Poetry

What to Pack

Well, first, obviously, you pack your Life. So in it goes.

Funny how you discover it is the one thing you really want.

Or perhaps you could tuck it under one arm as you sprint

away from the firefront or dive headfirst into the bunker.

Then those you love. Maybe you are the kind of people

who pack them first but alas I have found out I am not.

I’m a Me First sort of girl. It’s not pretty but it’s true.

So those that I love, you know who you are,

into the suitcase which is all that I can carry.

And if I can carry just a little more, a few that are running

down the road screaming. If I can I’ll scoop them up. I’m sorry.

There’s only room for a few. And the neighbour’s ginger cat.

Now we have gone beyond necessity into what we want to still possess

once it is all over. The husband and I had deep and meaningfuls en passant

about his baby photo, in a hand-smocked blouson affair, and my Parker pen.
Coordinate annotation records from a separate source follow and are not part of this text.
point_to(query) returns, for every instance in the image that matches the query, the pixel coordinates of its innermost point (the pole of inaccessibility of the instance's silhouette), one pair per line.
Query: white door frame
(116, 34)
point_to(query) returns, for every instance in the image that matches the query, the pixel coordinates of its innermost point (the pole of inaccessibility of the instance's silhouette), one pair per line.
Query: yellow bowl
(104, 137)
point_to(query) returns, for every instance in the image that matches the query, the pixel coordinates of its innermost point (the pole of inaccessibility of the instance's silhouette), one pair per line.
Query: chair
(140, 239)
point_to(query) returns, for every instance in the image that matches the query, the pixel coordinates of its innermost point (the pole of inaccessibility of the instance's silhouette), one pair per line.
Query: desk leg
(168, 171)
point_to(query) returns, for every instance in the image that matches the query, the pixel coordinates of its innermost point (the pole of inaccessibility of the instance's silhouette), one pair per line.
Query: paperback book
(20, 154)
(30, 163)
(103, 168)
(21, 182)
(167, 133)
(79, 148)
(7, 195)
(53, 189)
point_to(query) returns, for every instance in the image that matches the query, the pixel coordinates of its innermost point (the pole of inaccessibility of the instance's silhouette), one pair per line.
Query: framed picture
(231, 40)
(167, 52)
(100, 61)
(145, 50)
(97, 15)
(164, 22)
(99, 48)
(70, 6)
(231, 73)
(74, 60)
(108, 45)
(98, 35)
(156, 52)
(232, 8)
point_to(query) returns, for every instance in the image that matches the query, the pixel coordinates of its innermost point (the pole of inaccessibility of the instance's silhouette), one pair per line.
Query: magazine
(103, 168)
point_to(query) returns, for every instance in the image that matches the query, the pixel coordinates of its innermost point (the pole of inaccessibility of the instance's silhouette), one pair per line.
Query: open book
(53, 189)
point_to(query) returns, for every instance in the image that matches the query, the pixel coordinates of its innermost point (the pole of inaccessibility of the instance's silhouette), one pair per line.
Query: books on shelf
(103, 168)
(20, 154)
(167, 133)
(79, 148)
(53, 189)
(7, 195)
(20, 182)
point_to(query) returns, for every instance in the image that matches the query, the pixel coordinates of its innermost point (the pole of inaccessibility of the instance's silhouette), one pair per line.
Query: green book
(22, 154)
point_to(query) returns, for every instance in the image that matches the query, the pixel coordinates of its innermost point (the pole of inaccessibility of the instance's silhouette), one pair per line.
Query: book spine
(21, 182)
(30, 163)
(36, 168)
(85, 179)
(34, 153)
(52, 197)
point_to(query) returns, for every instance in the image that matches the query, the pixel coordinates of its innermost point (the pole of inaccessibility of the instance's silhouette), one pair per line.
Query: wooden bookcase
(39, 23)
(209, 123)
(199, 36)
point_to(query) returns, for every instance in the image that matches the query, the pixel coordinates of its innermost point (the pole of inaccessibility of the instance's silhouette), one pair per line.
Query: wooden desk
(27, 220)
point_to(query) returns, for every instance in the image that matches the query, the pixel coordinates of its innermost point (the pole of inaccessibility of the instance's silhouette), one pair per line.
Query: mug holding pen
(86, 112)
I had given all my back up discs in a vast Tupperware container to my daughter.

All the grand projects that are never going to be written but that I can’t let go of.

So I was cool about that. All my grand projects. Safe.

But I don’t want to appear on Channel 10 saying—What I stand up in.

So often it is shorts and the shoe kind of thongs. I packed my good underwear.

I had made a score at a sale—wonderful underwear—pink and ivory and black.

Me tucked away all lovely in labels—with underwires. I packed all that.

And the photo of the children, all grave with sullen lower lips,

the gorgeous pale blue raincoat from Hong Kong,

the knitting with the German needles for the long hours in the shelter,

a lip salve and my happy pills and a hairbrush and my denture glue,

and I ought to add a book that I really want to read.

At last I get a chance at Proust.

And then it is all over and you unpack. Maybe you smile at one strange artefact.

A rusty bottletop. A 30th birthday present from a cat. Don’t ask. Or something

even stranger and why you wanted it you forget.